Итак, наши власти нисколько не тревожит (мягко говоря) далеко не полный возврат валютной выручки от экспорта природных ресурсов обратно в страну в виде импорта товаров и услуг, а также в виде национальных валютных инвестиций. Напротив, само Правительство, соглашаясь с лидирующей ролью оффшоров в национальном экспорте, демонстрирует очевидную заинтересованность в “стоке” валюты из страны.


Более того, Правительство столь же очевидно не озабочено экономией валютных затрат через улучшение структуры импорта. Напротив, есть основания полагать, что значительная часть импорта есть, на самом деле, всего лишь способ “осаждения” экспортной валютной выручки за пределами страны за счет более чем щедрой оплаты услуг поставщиков оборудования и различного рода подрядчиков и консультантов. Во всяком случае, Правительство, провозгласив еще несколько лет назад программу импортозамещения, на самом деле мало что сделало для ее реализации. Другой пример: недавно утвержденная Стратегия индустриально-инновационного развития (разрабатываемая более двух лет и активно пропагандируемая поначалу) нигде не опубликована, и (по утверждениям видевших ее) состоит из общих положений, не подкрепленных какими-либо конкретными мероприятиями.


Политическое объяснение всех отмеченных “странностей” достаточно очевидно: мы имеем феномен “сращивания” руководства страны с экспортно-ориентированным валютно-сырьевым бизнесом, интересы которого и обслуживают Правительство, законодательные и правоохранительные институты власти. Это сращивание имеет три основных разновидности:


а) Реальные транснациональные компании, воздействующие на руководство Казахстана, в основном, методами “большой дипломатии” (\»Шеврон-Тексако\», \»Мобил\», \»Аджип\», \»ЭНИ\», \»Лукойл\» и т. п.); б) полу-иностранные, псевдоиностранные и оффшорные компании, играющие роль “мостиков” между реально транснациональным и “семейным” бизнесом самих госруководителей (Евразийская группа, \»Самсунг\», \»Испат-Кармет\», \»Харрикейн\» и т.п.); в) национальные компании, напрямую возглавляемые родственниками и ставленниками первых лиц государственной власти.


Суммируя вышеприведенные данные, можно предположить такое оценочное распределение реальной экспортной выручки между “большими игроками”:


Всего, за вычетом реальной себестоимости, в распоряжении продавцов сырья (на данном уровне экспорта) остается 4 – 6 миллиардов долларов в год. Из них около половины (2 – 3 миллиарда) полностью теряется для страны. Эту свою долю “иностранные инвесторы” (среди которых есть, разумеется, и наши граждане с весьма известными фамилиями) охраняют особенно тщательно. Так, стоило министру финансов Какимжанову хотя бы заикнуться о новом порядке налогообложения экспорта, как он оставил свой пост.

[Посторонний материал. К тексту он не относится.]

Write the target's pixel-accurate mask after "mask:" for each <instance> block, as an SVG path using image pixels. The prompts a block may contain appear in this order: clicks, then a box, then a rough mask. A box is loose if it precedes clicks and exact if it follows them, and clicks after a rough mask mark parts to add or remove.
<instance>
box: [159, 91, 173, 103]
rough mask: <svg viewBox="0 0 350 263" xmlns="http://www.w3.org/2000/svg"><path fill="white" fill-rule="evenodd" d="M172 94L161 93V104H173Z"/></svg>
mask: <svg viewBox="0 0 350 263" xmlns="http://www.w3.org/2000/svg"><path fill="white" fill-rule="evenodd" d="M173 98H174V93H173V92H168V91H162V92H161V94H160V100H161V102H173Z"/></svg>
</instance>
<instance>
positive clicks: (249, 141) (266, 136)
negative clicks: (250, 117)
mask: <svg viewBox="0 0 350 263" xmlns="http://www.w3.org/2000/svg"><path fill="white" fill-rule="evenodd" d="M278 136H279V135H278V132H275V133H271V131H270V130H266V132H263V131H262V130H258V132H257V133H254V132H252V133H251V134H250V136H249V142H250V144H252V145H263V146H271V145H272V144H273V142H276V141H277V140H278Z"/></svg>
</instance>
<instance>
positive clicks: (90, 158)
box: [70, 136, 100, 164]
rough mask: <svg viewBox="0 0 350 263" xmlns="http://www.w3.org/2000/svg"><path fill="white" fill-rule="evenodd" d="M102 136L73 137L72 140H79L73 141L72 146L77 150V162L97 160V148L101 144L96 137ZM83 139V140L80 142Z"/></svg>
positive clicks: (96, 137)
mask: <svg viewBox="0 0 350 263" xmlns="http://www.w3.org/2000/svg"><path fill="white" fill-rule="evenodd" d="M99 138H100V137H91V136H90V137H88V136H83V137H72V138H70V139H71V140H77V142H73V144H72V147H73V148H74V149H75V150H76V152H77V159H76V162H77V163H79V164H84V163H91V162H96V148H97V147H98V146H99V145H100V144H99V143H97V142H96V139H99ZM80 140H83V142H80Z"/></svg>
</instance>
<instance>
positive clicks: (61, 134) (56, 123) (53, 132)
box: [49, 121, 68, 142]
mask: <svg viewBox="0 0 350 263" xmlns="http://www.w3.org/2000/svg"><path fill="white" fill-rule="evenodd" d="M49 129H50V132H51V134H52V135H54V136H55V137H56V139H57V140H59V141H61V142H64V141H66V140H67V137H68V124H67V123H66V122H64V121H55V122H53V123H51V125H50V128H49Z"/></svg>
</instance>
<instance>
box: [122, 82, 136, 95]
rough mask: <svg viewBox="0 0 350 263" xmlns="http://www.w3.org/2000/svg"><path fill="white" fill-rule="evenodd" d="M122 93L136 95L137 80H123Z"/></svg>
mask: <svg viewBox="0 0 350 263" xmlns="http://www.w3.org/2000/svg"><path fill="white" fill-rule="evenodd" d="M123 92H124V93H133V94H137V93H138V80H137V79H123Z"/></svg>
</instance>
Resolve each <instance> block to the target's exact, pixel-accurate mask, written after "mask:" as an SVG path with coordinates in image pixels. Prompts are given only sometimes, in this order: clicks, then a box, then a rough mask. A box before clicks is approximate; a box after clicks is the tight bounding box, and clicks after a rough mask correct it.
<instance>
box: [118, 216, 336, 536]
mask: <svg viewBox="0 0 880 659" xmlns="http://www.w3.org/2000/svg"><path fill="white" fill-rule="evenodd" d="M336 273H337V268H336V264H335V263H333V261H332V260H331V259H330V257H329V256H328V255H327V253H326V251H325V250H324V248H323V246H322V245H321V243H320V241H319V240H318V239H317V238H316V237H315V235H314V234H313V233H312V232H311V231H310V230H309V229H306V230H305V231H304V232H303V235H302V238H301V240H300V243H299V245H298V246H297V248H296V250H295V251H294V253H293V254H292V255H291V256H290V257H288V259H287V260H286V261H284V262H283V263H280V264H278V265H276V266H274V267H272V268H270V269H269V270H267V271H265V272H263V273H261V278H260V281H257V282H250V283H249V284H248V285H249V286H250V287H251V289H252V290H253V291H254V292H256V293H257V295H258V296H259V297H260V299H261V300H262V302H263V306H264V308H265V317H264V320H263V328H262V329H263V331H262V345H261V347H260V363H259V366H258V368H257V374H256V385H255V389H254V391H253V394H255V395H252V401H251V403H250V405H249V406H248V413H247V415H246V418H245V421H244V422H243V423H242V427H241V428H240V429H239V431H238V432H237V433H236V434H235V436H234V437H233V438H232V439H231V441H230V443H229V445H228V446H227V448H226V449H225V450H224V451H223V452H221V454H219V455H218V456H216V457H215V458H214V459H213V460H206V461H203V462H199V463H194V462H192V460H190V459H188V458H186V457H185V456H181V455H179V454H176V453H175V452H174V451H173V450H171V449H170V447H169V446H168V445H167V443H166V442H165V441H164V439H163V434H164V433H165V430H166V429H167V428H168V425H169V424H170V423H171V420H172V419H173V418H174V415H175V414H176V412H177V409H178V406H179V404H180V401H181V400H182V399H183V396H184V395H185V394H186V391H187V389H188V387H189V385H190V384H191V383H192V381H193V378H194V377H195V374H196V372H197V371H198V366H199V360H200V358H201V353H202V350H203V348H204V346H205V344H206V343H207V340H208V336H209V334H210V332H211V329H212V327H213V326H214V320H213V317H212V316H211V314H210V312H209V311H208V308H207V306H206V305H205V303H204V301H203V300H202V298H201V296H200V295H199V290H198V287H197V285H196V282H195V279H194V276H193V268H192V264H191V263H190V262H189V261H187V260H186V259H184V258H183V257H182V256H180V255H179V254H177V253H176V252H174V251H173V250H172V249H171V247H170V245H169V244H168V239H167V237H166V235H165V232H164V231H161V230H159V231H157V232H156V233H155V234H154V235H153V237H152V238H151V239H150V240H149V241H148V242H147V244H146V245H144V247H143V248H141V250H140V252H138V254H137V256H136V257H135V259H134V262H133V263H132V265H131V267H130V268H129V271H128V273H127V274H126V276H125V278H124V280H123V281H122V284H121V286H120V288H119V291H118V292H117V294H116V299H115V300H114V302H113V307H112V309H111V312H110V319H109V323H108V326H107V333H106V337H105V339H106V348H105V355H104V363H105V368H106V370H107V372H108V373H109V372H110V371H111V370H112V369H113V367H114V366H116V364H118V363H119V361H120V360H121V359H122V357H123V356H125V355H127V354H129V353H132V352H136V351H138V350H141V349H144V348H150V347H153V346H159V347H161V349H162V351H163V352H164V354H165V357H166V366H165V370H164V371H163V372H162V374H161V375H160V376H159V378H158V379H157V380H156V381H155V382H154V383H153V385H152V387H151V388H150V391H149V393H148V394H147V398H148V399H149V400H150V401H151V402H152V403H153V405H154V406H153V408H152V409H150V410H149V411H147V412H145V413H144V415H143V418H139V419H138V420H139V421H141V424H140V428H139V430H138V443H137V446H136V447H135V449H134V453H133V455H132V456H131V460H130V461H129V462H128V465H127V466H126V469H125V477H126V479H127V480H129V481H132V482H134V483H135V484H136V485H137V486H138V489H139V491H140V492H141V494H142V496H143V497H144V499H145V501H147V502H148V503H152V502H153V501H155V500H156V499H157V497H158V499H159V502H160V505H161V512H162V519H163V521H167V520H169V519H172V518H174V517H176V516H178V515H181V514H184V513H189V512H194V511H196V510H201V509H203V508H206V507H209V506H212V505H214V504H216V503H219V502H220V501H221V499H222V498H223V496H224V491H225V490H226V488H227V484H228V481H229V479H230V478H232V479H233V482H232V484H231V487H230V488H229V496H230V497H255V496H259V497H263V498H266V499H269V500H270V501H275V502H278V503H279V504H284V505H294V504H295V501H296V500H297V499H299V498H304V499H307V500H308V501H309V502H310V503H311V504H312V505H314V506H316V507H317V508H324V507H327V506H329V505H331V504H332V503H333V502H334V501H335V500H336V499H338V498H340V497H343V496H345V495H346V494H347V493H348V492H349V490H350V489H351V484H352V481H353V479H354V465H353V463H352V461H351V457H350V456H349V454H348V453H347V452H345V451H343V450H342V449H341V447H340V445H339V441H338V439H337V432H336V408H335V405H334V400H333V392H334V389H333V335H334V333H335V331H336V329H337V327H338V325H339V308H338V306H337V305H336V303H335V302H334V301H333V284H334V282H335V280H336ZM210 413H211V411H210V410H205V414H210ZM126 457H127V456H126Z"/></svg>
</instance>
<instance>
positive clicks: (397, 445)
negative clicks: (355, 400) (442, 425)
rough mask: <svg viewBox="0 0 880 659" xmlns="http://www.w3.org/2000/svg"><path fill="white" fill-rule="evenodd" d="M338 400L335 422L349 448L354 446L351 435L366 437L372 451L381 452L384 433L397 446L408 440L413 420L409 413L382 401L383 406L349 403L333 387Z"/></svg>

Порядка двух миллиардов легально возвращаются в Казахстан, но уже под грифом “иностранных инвестиций”. Эти средства используются для дальнейшего закрепления присутствия “инвесторов” и расширения экспорта сырья.


Еще одна существенная часть экспортной выручки также остается в стране – в виде выводимого из-под учета “кеша”, без “смазки” которым не может работать такой бизнес. Этот долларовый “нал” материализуется внутри страны в виде закупок очень дорогих автомобилей, строительства элитного жилья, суперофисов, сверхдорогих салонов, ресторанов, магазинов, казино и других “злачных” заведений, а также активного загрантуризма и приобретения заграничной собственности. Судя по объемам долларовых затрат, сосредоточенных в двух “чиновных” столицах – Алма-Ате и Астане, и еще трех-четырех “сырьевых” областных центрах, на “смазку” оффшорного и других видов “непрозрачного” экспорта в год расходуется до миллиарда долларов, или еще больше.


Наконец, еще какая-то часть “избыточных” нефтедолларов попадает в коммерческие банки, чем и объясняется их удивительно бурный рост, несмотря на “удивительно” высокую стоимость коммерческих кредитов. Это – следующая тема:


Национальный банк и национальный валютный рынок: регулирование или лоббизм?


Все последние годы, с момента стабильного наращивания сырьевого экспорта, Национальному банку Казахстана приходится со все большим и большим напряжением сил отражать одну и ту же “опасность” для устойчивого курса национальной валюты – “избыточное” предложение долларов. Фактически, именно НБ является основным “игроком” на внутреннем валютном рынке, скупающим все большее и большее количество “лишней” валюты. Так, только за первые четыре месяца текущего года Нацбанк купил … один миллиард(!?) “избыточной” валюты. В мае был поставлен очередной рекорд: за счет покупки долларов золото-валютные запасы НБ пополнились еще на $332,3 млн., а еще до истечения полугодия общий объем валютного закупа уже превысил полтора миллиарда.


И вот результат: если в прошлые годы Нацбанк еще мог (в помощь сырьевым экспортерам) “плавно опускать” биржевой курс тенге (3,3% за 2002 год), то в последнее время национальная валюта начала обратное движение. И в июне курс доллара в Казахстане “упал” ниже давно преодоленной планки в 150 тенге. По существу, такое “укрепление” национальной валюты, происходящее, в буквальном смысле, в виде “отступления” Национального банка “под натиском превосходящих сил “неприятеля”, вызывает вопрос как о смысле подобного метода поддержания курса нацвалюты, так и способности НБ впредь сдерживать нарастающий напор “избыточных” долларов.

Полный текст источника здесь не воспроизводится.